To be honest, I first started listening to Caspian just to have something to talk about with some dude I was into at the time. But after listening to a bunch of their singles, I quickly fell in love with their sound, and jumped at the first chance I had to watch them perform live. To my relief, I saw a tour date in Montreal for September 22nd at a tiny and intimate venue, Cafe Campus. They are currently on tour to promote the release of their latest album Dust and Disquiet with their buddies from Circle Takes the Square in tow. Caspian is mainly for fans of Sigur Rós and Tides of Man (specifically those who liked their latest instrumental masterpiece, Young and Courageous).
On to the opening act. Their second time in Montreal – and still never having tried poutine – Circle Takes the Square kicked off the night by playing a bunch of songs with beautiful instrumentals that were accompanied by angsty, harsh vocals. My favourite song of their set consisted of a long and beautiful ambient-instrumental intro, which eventually escalated into a fast paced and upbeat song entitled “Non-Objective Portrait of Karma.” During the entire show the crowd was rather comatose, since it was a weeknight show and I guess people were tired from working during the day. But there was a small number of headbangers and people dancing that broke the monotony of the crowd during this set.

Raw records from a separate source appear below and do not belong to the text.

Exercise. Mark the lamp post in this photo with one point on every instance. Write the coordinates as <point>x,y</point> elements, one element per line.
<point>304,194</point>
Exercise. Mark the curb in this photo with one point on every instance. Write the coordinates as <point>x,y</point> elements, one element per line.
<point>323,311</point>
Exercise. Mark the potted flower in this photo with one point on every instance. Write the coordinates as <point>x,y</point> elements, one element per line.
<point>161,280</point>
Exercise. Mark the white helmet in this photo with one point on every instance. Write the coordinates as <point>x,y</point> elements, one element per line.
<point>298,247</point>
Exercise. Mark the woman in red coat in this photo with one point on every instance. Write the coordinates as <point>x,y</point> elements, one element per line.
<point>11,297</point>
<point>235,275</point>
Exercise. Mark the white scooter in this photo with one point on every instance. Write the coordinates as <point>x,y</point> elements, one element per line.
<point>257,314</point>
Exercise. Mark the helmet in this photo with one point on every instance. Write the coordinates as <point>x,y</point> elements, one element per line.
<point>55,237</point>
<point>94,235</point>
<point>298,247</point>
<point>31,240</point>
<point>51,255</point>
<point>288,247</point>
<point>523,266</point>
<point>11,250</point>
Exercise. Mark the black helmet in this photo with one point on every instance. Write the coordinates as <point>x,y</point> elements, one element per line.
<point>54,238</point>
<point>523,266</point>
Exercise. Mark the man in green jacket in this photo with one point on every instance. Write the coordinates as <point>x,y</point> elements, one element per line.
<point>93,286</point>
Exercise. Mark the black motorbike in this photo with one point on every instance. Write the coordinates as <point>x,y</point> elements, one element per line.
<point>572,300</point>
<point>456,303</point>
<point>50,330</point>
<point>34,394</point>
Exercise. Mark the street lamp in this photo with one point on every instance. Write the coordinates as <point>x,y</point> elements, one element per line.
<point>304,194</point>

After a short intermission, Caspian marched on stage in total darkness, dressed in black. They started off their set with “Darkfield,” a single off of their newly-released album, and ended their main set with “Arcs of Command,” yet another track off Dust and Disquiet. I think it’s also important to mention that the majority of the set was in partial darkness; whether it was intentional or not, I’m not sure, but it created this amazing atmosphere that forced you to focus as much as you could on the music being played, instead of on the ridiculously good looking men playing it.
The crowd was also rather special. With loud cheers and many encouraging yells between songs, the majority of the people there were dancing and nodding their heads back and forth to the beat of whichever song was playing. After the first encore, the crowd was extremely adamant about getting the most out of the show, chanting “Caspian” over and over, til they made their return back on the stage where they graced us with a performance of “Sycamore” off of their older album Tertia. (A DOUBLE encore?! Holy shit… I know!) It was absolutely the perfect song to end the night on, making the set list feel complete.
I also have to say that this show marks the first I’ve seen that didn’t include any outright singing of lyrics. Although I totally dug their music prior to seeing them live, I was hella skeptical. But, the sheer complexity of the instrumentals totally worked in their favour, as there were no vocals or lyrics in any of their songs. The entire set was extremely tight and totally flawless. Many times throughout the set, I caught myself holding back tears from the sheer beauty of their music. Caspian’s music is way more impactful live and conveys emotion much more strongly through their live performances.